For arbitrary RDFa where we don’t have an automatic presentation

I assume that the RDFa where you do have an automatic presentation is a set of names from specific namespaces, e.g. dc:creator. Is this set documented somewhere? I get the impression from what you write that I can embed RDFa using these names as predicates into an HTML document, and that this metadata may show up as part of a search result.

you can also call our BOSS Search APIs and get all our RDFa + other
structured data back as DataRSS XML

If dc:creator is part of the set documented above, would this let me query the documents for which you have DataRSS metadata stored for dc:creator=‘Tim Berners-Lee’ and have the documents returned if they’re there? Including HTML documents as described above?\

By Evan Goer on June 3, 2009 11:49 AM

That’s right, the automatic SearchMonkey presentations are triggered off of certain namespaces. For example, you can trigger a Video result using media:video and media:thumbnail. You can also change the title, abstract, etc. by including a dc:title or dc:description.
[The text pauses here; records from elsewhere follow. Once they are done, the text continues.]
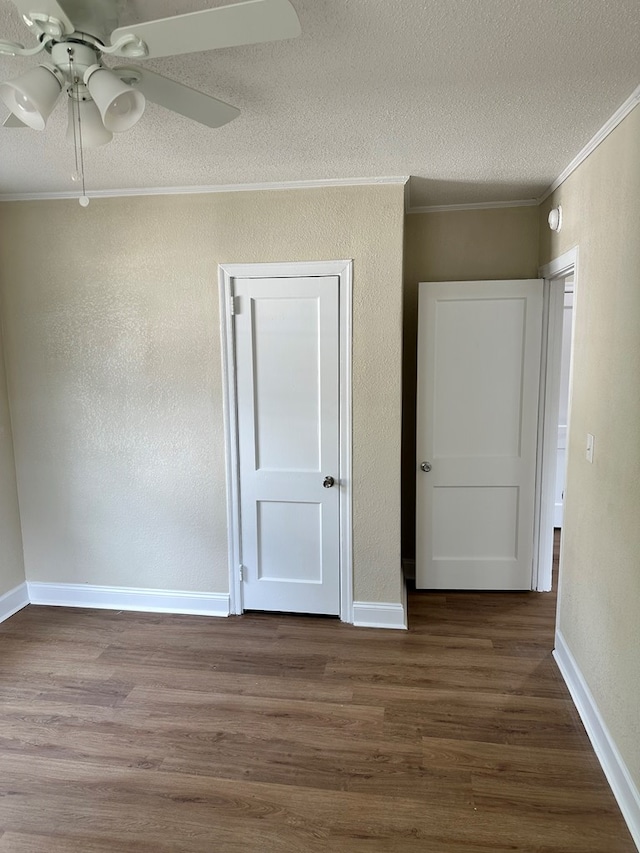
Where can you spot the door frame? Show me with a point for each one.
(298, 269)
(555, 271)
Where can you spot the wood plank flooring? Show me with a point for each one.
(141, 733)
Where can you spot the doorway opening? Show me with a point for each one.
(286, 334)
(560, 282)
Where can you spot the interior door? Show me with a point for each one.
(287, 381)
(479, 352)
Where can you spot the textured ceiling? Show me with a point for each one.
(477, 100)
Viewing the metadata in search results: well, beyond fancy presentations, what we’ve got right now are some very crude filters.

With BOSS, you could create something slightly more powerful. You could say, “give me the top 100 results that have RDFa and have the term ‘Tim Berners-Lee’”. Then your BOSS app could sift through these results and return the URLs that have a dc:creator=‘Tim Berners-Lee’. But we don’t yet support arbitrary SPARQL queries into the Yahoo! Search index. That’s more like the “Web Of Objects” that our execs were talking about last month.

By Bob on June 3, 2009 12:59 PM

the automatic SearchMonkey presentations are triggered off of certain
namespaces….media:video… media:thumbnail… dc:title… dc:description.

Is there a comprehensive list of these namespaces and properties somewhere?

But we don’t yet support arbitrary SPARQL queries into the
Yahoo! Search index.

That would be cool, but I think it would be much simpler to simply allow queries that return documents that have the RDFa equivalent of (>, p:foo, “bar”) in them. You tell us what p:foo predicates we can use, we specify “bar”, and you return each document that has p:foo=“bar” in it.

By Evan Goer on June 3, 2009 1:26 PM

For the automatic SearchMonkey presentations, all the namespaces and properties are scattered across the different documentation pages under http://developer.yahoo.search.com/start.

As for supporting a simpler query syntax: I’ll bring it up to our architect!

By Bob on June 3, 2009 1:50 PM

I’m guessing that you meant http://developer.search.yahoo.com/start and not http://developer.yahoo.search.com/start.

Compiling those namespaces and properties into a single document would be a big boost to usage of SearchMonkey by the semantic web community considering how little work it would be.

Thanks again!

By Yarmulka on October 28, 2009 8:03 AM

Just added searchmonkey product objects to our pages. Yahoo tells that products are found but we don’t see it in search results. Very strange.